Download tick data for a given stock from NSE's website suing python

Getting tick level stock data is difficult and very few sources provide this data, In this blog will fetch the stock data at minute level for a given stock from NSE’s website. But this still comes with its some limitations-

But something is much better than nothing and besides this is the only option available for free, so nothing much to complain here. (If you have Zerodha account, you can still get the minute level stock data, please read this blog post for details - https://marketsetup.in/posts/download-stock-data-zerodha/)

We will be using this url - https://www.nseindia.com/api/chart-databyindex?index=SBINEQN for data. A simple get request to https://www.nseindia.com/api/chart-databyindex with index=STOCKEQN fetches the minute data.

Pre-requisites/Dependencies

pip install requests pandas Click

Code walk thru

Let us import required modules

from datetime import datetime
from requests import Session
import pandas as pd

You can use the fetch_data function to download 1 minute stock data for that day.
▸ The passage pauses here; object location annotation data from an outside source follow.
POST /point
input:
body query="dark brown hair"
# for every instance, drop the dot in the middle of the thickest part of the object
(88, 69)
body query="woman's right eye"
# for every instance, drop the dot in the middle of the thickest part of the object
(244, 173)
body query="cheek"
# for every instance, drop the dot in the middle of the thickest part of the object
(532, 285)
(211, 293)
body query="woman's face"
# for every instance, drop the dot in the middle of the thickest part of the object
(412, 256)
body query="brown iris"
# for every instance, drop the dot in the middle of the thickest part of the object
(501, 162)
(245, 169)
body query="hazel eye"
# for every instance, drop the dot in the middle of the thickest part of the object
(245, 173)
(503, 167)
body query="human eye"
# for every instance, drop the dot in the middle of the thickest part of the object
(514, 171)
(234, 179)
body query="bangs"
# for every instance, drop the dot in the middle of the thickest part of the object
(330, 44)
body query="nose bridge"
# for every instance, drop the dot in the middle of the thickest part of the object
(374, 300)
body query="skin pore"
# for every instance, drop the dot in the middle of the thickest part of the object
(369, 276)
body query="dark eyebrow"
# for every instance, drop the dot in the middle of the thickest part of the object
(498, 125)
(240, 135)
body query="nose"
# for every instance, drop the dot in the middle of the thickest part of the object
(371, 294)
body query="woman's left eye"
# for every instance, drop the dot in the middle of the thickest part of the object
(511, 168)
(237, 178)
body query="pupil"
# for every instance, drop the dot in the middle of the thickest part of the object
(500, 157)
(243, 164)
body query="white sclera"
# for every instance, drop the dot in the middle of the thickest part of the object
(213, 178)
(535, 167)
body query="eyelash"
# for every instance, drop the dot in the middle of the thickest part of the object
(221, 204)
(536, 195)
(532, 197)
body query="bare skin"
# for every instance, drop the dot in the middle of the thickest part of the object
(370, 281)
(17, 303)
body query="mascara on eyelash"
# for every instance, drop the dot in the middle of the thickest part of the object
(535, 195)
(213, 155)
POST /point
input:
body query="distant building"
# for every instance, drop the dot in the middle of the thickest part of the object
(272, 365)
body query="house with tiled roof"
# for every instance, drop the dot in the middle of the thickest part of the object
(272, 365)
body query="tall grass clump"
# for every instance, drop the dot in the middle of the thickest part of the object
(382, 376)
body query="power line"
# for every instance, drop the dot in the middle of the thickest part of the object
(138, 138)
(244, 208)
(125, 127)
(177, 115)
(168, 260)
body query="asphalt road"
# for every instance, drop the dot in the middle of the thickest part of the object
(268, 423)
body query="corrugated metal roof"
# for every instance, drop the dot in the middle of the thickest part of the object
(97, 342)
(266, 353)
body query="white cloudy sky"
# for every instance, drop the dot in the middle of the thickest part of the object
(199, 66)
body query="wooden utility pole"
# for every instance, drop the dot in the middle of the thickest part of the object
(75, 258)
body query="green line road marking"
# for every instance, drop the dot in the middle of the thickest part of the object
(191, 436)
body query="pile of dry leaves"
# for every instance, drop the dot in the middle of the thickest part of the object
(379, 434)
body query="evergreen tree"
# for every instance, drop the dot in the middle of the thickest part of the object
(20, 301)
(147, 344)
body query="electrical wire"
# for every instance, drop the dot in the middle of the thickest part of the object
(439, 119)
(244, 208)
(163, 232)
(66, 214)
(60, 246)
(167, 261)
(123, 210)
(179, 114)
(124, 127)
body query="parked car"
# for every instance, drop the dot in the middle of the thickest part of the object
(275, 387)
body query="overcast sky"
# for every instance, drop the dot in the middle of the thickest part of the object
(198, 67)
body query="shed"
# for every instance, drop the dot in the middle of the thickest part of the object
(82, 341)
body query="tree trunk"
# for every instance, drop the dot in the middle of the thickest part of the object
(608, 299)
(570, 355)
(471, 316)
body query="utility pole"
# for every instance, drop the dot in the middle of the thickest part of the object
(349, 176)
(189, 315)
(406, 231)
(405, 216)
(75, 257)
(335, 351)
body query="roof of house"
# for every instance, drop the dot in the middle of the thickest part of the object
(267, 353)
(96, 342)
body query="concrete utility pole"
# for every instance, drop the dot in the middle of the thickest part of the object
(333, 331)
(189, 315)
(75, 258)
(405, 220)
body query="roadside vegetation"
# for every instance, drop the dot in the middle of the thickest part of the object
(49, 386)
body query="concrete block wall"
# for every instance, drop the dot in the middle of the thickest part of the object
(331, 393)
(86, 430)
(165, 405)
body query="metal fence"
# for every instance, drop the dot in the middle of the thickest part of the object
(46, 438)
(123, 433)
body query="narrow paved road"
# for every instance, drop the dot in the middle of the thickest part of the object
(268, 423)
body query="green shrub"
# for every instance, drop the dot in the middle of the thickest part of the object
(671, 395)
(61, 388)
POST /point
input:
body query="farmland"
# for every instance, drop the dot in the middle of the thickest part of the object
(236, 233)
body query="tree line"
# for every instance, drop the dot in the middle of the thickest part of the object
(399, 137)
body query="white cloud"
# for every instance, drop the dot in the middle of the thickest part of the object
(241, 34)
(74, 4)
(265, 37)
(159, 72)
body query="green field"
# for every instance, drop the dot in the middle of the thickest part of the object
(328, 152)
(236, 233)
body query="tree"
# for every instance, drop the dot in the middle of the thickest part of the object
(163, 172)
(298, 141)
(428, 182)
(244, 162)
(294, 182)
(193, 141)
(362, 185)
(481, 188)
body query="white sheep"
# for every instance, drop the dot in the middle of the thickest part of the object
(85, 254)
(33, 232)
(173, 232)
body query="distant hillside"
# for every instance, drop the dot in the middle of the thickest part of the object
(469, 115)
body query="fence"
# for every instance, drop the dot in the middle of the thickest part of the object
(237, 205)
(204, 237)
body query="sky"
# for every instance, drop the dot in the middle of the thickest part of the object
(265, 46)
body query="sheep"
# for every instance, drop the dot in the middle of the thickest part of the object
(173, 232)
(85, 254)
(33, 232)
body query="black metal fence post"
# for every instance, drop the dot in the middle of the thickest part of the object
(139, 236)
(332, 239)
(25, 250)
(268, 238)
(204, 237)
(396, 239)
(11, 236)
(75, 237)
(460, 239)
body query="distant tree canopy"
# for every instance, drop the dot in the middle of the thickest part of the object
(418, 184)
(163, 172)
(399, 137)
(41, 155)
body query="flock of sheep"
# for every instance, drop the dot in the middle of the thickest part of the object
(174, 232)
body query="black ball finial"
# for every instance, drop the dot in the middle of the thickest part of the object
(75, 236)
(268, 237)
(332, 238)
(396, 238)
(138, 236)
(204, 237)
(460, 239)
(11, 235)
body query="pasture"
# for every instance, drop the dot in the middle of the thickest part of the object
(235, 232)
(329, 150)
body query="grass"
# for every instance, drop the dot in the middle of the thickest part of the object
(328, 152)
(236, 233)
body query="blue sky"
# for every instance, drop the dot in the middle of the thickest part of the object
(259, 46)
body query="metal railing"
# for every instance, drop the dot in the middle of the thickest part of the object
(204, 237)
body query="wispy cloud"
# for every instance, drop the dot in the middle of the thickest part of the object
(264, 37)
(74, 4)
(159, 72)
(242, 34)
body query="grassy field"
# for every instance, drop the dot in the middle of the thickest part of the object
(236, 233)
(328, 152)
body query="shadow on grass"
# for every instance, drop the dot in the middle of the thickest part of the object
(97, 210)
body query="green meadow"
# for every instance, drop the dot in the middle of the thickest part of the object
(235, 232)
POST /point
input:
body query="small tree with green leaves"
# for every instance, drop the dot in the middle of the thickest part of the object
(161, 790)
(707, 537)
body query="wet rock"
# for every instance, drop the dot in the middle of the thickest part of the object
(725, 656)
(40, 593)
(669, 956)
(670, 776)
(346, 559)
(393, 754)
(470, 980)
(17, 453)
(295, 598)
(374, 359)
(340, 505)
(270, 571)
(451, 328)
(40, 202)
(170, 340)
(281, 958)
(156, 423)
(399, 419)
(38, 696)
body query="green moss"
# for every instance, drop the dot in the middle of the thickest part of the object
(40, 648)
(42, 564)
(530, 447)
page_url = "https://www.nseindia.com/get-quotes/equity?symbol=LT"
chart_data_url = "https://www.nseindia.com/api/chart-databyindex"

s = Session()
h = {"user-agent": "Mozilla/5.0 (X11; Linux x86_64) AppleWebKit/537.36 (KHTML, like Gecko) Chrome/71.0.3578.98 Safari/537.36",
     "accept": "text/html,application/xhtml+xml,application/xml;q=0.9,image/webp,image/apng,*/*;q=0.8",
    "accept-encoding": "gzip, deflate, br",
    "accept-language": "en-GB,en-US;q=0.9,en;q=0.8",
    }
s.headers.update(h)
r = s.get(page_url)
def fetch_data(symbol):
    data = {"index": symbol + "EQN"}
    r = s.get(chart_data_url, params=data)
    data = r.json()['grapthData']
    return [[datetime.utcfromtimestamp(d[0]/1000),d[1]] for d in data]

d = fetch_data("MARUTI")

The data will be in below format-

[[datetime.datetime(2021, 1, 8, 9, 15), 7600],
 [datetime.datetime(2021, 1, 8, 9, 15, 1), 7610],
 [datetime.datetime(2021, 1, 8, 9, 15, 2), 7613],
 [datetime.datetime(2021, 1, 8, 9, 15, 3), 7613.5],
 [datetime.datetime(2021, 1, 8, 9, 15, 4), 7606.05],
 [datetime.datetime(2021, 1, 8, 9, 15, 5), 7615],
 .
 .
 ]

As you can see data is available for every second

Let’s plot the data

df = pd.DataFrame(d)
df.columns = ['Time', "Price"]
df.index = df['Time'].dt.time
df['Price'].plot(figsize=(12,6), grid=True)
<AxesSubplot:xlabel='Time'>

minute_data.py

As a bonus I have written a command-line utility as below, simply copy-paste this code and save it as minute_data.py. Ensure that you have installed dependencies. And execute below command from command-line-

$ python minute_data.py --s SBIN

This will download the minute data in a csv file and save it with name - SBIN-YYYY-DD-MM.csv


from datetime import datetime
from requests import Session
import click
import csv

page_url = "https://www.nseindia.com/get-quotes/equity?symbol=LT"
chart_data_url = "https://www.nseindia.com/api/chart-databyindex"

s = Session()
h = {"user-agent": "Mozilla/5.0 (X11; Linux x86_64) AppleWebKit/537.36 (KHTML, like Gecko) Chrome/71.0.3578.98 Safari/537.36",
     "accept": "text/html,application/xhtml+xml,application/xml;q=0.9,image/webp,image/apng,*/*;q=0.8",
    "accept-encoding": "gzip, deflate, br",
    "accept-language": "en-GB,en-US;q=0.9,en;q=0.8",
    }
s.headers.update(h)
r = s.get(page_url)

def fetch_data(symbol):
    data = {"index": symbol + "EQN"}
    r = s.get(chart_data_url, params=data)
    data = r.json()['grapthData']
    return [[datetime.utcfromtimestamp(d[0]/1000),d[1]] for d in data]


@click.command()
@click.option('--symbol','--s', help="Symbol", required=True)
def main(symbol):
    d = fetch_data(symbol)
    today = datetime.now().date()
    
    with open("{}-{}.csv".format(symbol, today), "w") as fp:
        w = csv.writer(fp)
        w.writerow(["Time", "Price"])
        w.writerows(d)

if __name__=="__main__":
    main()
    

Hope this helps you in your intraday backtesting. Happy coding and trading!